Investment fund frauds have long been a staple of the SEC enforcement division. Many of those have involved various types of real estate transactions. It is doubtful however that any involved mobile homes and the queen of mobile homes. – two key elements in the most recent real estate offering fraud action of the agency. SEC v. Gundy, Civil Action No. 5:”23-cv-00700 (W.D. Tx. Filed May 31, 2023).
Named as defendants in the action are: Chimene Van Gundy, the Queen of Mobile Homes; Outstanding Real Estate Solutions, Inc., a real estate firm that specialized in mobile homes which is now in receivership; Michael Trofimoff, the founder of a firm doing business as Georgia Mobile Home Investing; Santos Kidd, the CEO of Kinda’ole Financial Services, LLC, a firm that claimed to help home owners achieve their financial goals; and Maria Tosta, the firmer VP of Outstanding Real Estate responsible for bringing in clients.
Beginning in 2018, and continuing for the next three years, the Queen of Mobile Homes and her firm, Outstanding Real Estate, solicited investors to acquire interests in the company. Defendants Trofimoff, Kidd and Tosta participated in the solicitations as commissioned salespeople. Investors were not told that the salespeople participating in the solicitations were paid.
Potential investors were told that their funds would be used to purchase, refurbish and sell mobile homes. They were also told that returns of 15% to 20% would be paid on the investments. The investors were also told that there was a key-man insurance policy on Ms. Van Gundy’s life in recognition of here critical role to the investors. About $18.5 million was raised from 600 investors.
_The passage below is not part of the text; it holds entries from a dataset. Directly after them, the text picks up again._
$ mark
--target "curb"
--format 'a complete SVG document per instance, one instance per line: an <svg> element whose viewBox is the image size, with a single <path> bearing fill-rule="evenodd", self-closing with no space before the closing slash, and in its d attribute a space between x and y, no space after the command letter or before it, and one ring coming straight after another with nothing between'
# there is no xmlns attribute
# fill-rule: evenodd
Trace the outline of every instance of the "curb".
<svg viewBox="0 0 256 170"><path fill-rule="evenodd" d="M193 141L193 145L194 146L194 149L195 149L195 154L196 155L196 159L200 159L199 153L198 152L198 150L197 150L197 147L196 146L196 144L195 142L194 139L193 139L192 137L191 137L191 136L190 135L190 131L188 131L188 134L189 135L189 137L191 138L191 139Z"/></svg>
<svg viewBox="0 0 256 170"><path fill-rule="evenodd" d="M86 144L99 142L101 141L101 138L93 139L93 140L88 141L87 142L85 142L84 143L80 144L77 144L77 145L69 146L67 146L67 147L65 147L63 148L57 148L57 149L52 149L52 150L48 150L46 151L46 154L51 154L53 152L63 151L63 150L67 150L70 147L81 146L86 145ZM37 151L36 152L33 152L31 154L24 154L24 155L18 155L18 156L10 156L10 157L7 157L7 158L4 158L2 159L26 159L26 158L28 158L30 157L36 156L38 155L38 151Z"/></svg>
The securities sold were not registered with the Commission. The salespeople were not registered as brokers despite their role in the sales process. The complaint alleges violations of Securities Act Sections 5(a) and (c), and 17(a) of the Securities Act and Exchange Act Section 10(b), Defendant Tosta has agreed to settle the charges, consenting to the entry of permanent injunctions and agreeing to pay disgorgement and pre-judgment interest of $117,917.57 and a civil penalty of $60,000. See Lit. Rel. No. 25739 (May 31, 2023).